Our House is on Fire - Scenes of a Family and a Planet in Crisis

By Malena and Beata Ernman, Svante and Greta Thunberg


Most people are probably familiar with Greta Thunberg.  Famous for her climate activism, named TIME Person of the Year in 2019, and a Nobel Peace prize nominee, she sparked a worldwide student movement demanding world leaders take action on climate change.  While she became famous for her school strikes, Our House is on Fire gives powerful insight into how and why Greta started her school strike each Friday to sit outside the Swedish Parliament.
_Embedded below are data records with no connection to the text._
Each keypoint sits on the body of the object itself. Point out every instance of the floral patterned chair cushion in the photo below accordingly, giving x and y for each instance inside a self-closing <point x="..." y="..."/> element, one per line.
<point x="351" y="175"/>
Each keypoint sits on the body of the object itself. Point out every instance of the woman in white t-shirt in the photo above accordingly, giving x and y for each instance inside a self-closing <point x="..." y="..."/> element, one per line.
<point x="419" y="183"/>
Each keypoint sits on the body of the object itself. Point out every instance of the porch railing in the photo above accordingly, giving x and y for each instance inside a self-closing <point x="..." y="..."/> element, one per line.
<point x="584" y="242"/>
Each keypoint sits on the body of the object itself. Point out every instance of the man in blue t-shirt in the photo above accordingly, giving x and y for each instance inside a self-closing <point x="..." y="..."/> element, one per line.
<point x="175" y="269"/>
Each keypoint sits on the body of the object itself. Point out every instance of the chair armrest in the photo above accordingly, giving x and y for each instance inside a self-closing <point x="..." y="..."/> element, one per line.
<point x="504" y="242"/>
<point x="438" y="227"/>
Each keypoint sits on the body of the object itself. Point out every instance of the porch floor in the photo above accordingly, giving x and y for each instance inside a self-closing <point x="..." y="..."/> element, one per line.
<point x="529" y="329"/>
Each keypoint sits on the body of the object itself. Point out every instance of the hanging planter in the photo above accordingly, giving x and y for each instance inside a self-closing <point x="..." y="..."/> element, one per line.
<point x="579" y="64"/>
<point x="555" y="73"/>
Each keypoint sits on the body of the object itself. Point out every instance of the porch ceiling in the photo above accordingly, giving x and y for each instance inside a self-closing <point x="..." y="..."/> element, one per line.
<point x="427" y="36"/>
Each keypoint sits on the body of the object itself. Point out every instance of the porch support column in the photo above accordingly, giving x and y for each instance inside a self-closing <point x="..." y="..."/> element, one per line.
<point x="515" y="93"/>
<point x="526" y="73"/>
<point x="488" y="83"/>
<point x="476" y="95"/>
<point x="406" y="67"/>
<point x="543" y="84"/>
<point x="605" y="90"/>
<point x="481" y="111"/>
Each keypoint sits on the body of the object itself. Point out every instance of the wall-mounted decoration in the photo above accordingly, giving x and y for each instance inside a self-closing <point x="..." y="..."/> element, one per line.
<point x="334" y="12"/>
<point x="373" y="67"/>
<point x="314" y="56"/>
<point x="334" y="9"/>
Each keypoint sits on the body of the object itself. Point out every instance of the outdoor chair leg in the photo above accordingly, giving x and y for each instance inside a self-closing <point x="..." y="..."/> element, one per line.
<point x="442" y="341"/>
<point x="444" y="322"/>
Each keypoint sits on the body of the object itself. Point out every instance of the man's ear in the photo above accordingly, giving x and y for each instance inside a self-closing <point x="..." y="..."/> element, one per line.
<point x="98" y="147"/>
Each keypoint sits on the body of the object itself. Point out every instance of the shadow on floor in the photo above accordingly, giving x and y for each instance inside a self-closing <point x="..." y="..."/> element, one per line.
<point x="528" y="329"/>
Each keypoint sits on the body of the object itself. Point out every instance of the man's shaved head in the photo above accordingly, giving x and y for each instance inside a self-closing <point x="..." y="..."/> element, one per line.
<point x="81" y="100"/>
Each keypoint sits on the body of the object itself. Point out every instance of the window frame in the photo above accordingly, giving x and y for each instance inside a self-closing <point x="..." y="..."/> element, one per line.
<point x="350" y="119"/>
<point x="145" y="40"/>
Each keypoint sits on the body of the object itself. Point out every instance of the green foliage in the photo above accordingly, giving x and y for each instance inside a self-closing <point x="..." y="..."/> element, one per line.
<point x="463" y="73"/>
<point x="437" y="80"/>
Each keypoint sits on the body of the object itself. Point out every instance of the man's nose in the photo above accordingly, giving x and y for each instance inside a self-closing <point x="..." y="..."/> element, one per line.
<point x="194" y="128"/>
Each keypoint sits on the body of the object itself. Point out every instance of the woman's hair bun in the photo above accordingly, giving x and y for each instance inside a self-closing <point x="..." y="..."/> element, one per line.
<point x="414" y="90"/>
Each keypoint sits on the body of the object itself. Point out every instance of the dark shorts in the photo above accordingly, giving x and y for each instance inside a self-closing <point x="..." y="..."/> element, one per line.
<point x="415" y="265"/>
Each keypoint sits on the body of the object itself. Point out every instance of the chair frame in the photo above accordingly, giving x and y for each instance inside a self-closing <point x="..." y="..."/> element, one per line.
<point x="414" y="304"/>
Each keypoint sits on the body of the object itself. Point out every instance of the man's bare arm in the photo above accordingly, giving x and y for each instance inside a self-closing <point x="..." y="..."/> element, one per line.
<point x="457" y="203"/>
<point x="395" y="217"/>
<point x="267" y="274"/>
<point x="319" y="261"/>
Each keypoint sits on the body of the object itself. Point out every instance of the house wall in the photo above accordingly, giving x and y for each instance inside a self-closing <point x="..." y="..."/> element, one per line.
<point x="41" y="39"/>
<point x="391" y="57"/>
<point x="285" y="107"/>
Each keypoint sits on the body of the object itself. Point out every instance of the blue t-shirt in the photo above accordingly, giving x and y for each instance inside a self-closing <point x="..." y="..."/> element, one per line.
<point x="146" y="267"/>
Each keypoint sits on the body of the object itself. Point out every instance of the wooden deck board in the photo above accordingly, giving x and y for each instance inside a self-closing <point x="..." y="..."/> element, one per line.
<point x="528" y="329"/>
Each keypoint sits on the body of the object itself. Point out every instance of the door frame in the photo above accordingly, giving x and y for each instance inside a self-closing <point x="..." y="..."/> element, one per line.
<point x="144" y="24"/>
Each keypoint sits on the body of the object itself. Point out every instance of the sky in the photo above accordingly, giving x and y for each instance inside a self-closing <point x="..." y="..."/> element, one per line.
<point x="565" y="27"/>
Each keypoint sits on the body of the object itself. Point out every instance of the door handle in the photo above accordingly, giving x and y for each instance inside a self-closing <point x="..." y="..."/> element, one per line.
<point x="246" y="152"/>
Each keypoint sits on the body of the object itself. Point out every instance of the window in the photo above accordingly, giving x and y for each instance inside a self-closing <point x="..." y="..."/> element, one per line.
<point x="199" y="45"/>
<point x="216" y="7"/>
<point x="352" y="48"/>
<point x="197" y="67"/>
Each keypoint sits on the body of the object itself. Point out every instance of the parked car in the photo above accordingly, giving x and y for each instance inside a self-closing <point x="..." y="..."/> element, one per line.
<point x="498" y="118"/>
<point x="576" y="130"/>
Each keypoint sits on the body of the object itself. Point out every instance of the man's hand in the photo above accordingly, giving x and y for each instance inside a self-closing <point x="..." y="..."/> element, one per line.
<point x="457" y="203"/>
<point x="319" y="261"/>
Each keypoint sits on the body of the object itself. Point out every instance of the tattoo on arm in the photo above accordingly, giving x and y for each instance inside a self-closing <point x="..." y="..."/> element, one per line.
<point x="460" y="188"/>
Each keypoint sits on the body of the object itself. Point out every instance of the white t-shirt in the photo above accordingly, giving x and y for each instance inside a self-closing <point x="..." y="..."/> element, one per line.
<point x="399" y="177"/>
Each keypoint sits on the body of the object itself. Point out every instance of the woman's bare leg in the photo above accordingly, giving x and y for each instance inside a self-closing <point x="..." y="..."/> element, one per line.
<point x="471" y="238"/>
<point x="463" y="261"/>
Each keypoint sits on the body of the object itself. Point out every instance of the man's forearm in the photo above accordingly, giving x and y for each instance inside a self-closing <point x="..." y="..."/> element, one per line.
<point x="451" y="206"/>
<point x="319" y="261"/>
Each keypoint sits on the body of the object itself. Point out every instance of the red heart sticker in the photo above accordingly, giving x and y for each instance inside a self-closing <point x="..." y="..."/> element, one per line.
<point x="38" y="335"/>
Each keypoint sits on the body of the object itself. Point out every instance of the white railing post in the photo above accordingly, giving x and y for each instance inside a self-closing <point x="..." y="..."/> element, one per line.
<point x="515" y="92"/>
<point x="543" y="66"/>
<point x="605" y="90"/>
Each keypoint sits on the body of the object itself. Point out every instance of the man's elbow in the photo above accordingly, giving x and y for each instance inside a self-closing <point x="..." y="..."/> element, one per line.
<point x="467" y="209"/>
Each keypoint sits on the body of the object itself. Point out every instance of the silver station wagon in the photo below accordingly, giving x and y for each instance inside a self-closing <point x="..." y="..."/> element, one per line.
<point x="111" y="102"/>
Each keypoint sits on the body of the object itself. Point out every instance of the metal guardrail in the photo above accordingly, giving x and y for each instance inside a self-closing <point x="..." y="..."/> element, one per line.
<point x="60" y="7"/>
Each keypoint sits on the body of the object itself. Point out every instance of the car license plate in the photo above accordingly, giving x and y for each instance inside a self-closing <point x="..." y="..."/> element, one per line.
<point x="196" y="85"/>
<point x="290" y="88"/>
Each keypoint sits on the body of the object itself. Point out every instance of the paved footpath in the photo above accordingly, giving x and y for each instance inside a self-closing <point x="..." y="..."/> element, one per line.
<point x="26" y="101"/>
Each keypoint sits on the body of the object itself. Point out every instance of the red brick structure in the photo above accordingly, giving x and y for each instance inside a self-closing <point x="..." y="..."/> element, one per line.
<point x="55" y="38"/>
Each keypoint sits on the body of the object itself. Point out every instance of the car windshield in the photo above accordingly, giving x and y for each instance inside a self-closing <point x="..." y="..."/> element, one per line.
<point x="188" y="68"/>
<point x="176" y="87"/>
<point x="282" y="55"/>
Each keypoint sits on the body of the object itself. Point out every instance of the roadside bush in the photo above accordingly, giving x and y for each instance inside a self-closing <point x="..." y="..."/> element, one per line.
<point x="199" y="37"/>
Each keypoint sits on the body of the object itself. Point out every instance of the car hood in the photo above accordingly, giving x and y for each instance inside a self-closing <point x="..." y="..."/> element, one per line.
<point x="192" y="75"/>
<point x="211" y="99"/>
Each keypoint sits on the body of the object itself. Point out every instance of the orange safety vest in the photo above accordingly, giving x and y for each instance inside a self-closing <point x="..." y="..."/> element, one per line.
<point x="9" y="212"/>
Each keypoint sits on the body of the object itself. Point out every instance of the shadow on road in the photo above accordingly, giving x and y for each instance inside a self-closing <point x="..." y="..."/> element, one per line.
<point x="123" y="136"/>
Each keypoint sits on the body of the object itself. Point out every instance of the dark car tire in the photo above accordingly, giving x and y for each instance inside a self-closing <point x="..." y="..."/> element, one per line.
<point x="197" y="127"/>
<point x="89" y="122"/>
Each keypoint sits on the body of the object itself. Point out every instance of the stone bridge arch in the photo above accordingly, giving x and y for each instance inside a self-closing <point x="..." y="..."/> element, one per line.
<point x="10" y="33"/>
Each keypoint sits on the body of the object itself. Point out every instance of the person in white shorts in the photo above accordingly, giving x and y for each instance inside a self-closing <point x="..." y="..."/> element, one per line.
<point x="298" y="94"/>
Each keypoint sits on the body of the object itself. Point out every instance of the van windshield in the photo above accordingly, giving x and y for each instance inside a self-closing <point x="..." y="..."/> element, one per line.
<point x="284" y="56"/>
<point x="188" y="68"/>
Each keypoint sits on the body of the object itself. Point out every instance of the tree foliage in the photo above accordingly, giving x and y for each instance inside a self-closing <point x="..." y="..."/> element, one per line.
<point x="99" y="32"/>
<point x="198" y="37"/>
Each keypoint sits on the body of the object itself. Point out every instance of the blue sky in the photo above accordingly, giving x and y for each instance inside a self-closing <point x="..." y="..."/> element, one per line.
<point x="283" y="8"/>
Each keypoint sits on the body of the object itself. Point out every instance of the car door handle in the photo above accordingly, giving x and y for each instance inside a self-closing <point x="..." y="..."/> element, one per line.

While mostly narrated from the perspective of Greta’s mother,  Malena Ernman, the book was written collaboratively by Greta, her parents and her sister Beata.  It begins with Malena’s description of their family life and how at age 11 they began to notice Greta’s physical and mental health deteriorating. She “was slowly disappearing into some kind of darkness and little by little, bit by bit, she seemed to stop functioning.”  Greta developed an eating disorder, stopped eating and lost 10 kg in 2 months. The author painfully conveys the sense of powerless that Greta’s parents felt as their world began to fall apart.


The book goes on to detail the families’ struggles with the medical and education systems and describe how Greta faced indifference from the school system and bullying from her peers. She was eventually diagnosed with obsessive compulsive disorder, selective mutism and Asperger syndrome.  The path to eventually getting a diagnosis and treatment included moments in which Malena describes the daily struggles as a “heavy, boundless darkness” of pure fear.  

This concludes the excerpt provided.